A dovetail key resembles two dovetails connected at the narrow part. A negative of the hole is cut out of the board the butterfly will be placed in and the butterfly is then fitted, keeping the joint together. The wood used for the butterfly is usually a contrasting wood, often walnut.

== History ==

=== Dutchman Joint ===
The term Dutchman is used when a patch or inlay covers a miss-cut or an imperfect piece of wood. A Dutchman can also cover a knot in the wood. A Dutchman can be wood or metal. The name originated in San Francisco after the gold rush, when all types of European craftsmen came to California to earn a living. The term Dutchman is slang given to the woodworking process of inserting patches. The term has been found in the literature of John Russell Bartlett, in the Dictionary of Americanisms, and in Edward H. Knight's American Mechanical Dictionary.

=== Dovetail Key ===
In 1894, Jacques De Morgan discovered a group of boats at the pyramid complex of Khakaure Senwosret III at Dahshur. Butterfly, or dovetail, joints were recorded as being used. Some archaeologists argue that the dovetail joints were not originally fitted for the boats but were a modern replacement. The dovetail joints appear to have been set into the faces of the planks after the excavation, to provide strength so that they would not fall apart during transport. The craftsmanship of the joints was different than in the rest of the boats, and because they were not fixed in place, any type of force could cause the joint to fall out. There was also no mention of the joints in Morgan's original notes, written when he first saw the boats.
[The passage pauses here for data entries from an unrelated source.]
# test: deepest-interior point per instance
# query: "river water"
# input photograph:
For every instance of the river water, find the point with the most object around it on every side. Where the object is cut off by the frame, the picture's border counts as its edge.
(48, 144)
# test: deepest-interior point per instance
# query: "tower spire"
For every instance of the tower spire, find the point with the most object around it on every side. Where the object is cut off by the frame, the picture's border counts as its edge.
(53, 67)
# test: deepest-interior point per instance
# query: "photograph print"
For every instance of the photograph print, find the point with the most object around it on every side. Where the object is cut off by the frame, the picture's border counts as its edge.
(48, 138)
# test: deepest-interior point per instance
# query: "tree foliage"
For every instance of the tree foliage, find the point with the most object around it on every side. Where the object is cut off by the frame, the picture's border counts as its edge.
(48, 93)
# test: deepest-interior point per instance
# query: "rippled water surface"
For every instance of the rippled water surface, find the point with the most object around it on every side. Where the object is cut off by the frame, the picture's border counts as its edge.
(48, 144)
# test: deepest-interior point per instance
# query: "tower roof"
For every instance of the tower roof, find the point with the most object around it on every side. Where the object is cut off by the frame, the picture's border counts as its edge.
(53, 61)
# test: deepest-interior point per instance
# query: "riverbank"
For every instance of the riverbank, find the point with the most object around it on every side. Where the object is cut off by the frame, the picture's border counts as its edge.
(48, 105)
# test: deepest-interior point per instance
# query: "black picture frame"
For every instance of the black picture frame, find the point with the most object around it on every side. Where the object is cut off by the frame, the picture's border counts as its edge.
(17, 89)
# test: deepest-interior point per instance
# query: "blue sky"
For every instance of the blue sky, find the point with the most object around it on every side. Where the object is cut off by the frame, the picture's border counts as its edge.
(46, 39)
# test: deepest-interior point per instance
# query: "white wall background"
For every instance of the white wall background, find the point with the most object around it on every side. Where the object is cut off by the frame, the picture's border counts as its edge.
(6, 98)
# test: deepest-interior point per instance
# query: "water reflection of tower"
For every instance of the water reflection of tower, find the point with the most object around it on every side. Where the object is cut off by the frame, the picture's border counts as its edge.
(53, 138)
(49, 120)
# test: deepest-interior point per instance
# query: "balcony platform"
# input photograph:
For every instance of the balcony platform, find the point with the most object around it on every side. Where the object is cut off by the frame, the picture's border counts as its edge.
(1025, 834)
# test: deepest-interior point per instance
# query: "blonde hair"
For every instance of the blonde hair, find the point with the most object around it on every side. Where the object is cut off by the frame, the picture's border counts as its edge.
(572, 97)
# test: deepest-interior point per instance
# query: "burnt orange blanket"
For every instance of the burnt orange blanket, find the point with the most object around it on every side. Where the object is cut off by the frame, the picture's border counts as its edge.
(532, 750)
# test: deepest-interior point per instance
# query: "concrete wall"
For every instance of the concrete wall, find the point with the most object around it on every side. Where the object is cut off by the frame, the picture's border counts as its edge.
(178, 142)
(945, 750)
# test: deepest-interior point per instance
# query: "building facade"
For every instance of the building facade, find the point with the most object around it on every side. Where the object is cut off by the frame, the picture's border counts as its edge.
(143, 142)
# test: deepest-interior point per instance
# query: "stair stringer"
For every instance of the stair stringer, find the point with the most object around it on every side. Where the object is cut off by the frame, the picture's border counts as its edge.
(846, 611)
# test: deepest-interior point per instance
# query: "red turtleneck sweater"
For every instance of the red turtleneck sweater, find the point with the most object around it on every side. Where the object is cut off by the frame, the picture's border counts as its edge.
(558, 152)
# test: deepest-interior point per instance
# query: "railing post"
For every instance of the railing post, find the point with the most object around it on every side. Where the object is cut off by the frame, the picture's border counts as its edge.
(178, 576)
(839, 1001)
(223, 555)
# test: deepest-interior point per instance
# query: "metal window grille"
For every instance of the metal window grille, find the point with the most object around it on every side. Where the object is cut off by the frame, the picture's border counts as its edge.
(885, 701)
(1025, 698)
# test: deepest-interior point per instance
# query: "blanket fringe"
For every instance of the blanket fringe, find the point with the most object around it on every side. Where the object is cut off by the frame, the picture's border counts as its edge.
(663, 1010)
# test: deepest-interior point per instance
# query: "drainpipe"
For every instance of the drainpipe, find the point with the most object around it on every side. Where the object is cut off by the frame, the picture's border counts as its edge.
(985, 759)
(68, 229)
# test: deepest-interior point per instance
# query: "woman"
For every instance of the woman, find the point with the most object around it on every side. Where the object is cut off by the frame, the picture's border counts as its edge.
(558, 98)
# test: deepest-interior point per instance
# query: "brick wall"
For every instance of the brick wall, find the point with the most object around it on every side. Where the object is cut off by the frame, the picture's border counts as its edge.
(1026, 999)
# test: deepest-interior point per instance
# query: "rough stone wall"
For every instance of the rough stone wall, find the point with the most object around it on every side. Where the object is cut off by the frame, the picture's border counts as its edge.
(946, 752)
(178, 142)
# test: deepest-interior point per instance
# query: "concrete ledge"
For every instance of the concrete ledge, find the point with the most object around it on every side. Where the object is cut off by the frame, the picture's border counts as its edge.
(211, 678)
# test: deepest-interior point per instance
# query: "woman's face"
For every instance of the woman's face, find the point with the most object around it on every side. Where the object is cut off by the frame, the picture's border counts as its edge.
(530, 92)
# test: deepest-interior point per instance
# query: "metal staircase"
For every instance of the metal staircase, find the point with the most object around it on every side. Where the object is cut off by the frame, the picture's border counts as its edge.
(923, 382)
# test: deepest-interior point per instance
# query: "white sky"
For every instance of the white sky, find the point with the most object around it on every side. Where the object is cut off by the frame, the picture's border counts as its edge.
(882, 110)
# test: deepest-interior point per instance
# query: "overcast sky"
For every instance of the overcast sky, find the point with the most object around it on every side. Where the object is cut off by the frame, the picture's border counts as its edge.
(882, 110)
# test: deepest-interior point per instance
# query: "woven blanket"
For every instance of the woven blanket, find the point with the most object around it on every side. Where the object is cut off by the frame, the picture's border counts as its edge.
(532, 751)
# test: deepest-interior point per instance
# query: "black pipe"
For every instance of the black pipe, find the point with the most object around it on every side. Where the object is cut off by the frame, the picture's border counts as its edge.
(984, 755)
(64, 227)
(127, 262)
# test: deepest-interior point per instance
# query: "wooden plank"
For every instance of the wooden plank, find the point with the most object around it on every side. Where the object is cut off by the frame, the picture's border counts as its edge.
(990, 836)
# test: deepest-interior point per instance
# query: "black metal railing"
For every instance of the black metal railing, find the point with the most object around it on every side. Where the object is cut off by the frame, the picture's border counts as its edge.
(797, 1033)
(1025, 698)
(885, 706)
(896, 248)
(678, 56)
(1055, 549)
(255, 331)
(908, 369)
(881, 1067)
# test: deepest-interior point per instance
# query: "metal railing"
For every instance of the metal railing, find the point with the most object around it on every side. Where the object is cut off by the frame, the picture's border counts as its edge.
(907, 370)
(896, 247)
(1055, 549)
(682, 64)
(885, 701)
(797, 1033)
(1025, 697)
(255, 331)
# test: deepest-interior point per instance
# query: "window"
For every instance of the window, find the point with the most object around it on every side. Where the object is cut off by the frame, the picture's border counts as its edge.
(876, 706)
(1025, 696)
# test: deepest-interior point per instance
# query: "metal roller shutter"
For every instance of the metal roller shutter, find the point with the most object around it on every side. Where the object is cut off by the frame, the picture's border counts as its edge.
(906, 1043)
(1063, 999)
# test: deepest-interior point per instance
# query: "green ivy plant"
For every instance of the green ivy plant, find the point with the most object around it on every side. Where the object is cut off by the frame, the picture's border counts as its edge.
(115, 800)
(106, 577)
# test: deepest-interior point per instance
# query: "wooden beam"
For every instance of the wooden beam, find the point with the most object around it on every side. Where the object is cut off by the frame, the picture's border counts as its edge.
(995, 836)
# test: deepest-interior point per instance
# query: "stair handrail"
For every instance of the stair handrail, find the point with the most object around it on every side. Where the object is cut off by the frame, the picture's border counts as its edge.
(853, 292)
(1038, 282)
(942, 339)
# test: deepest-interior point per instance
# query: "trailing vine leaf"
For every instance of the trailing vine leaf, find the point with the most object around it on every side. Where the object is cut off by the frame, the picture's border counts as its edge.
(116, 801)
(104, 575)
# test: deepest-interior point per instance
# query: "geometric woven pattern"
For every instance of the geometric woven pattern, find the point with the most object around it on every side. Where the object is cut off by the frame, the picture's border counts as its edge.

It is unlikely that he would have missed them if they were present. There have been reports of traditional Japanese boats using butterfly cramps but these were held in place by shellac.

== Modern use ==
Contemporary decorative dovetail keys are commonly seen in and associated with the work of George Nakashima. George Nakashima, a Japanese-American woodworker, made the butterfly joint famous in the 1950s. He incorporated it into his nature-inspired woodworking pieces. Nakashima's idea was not to change the wood, but only to enhance its beauty.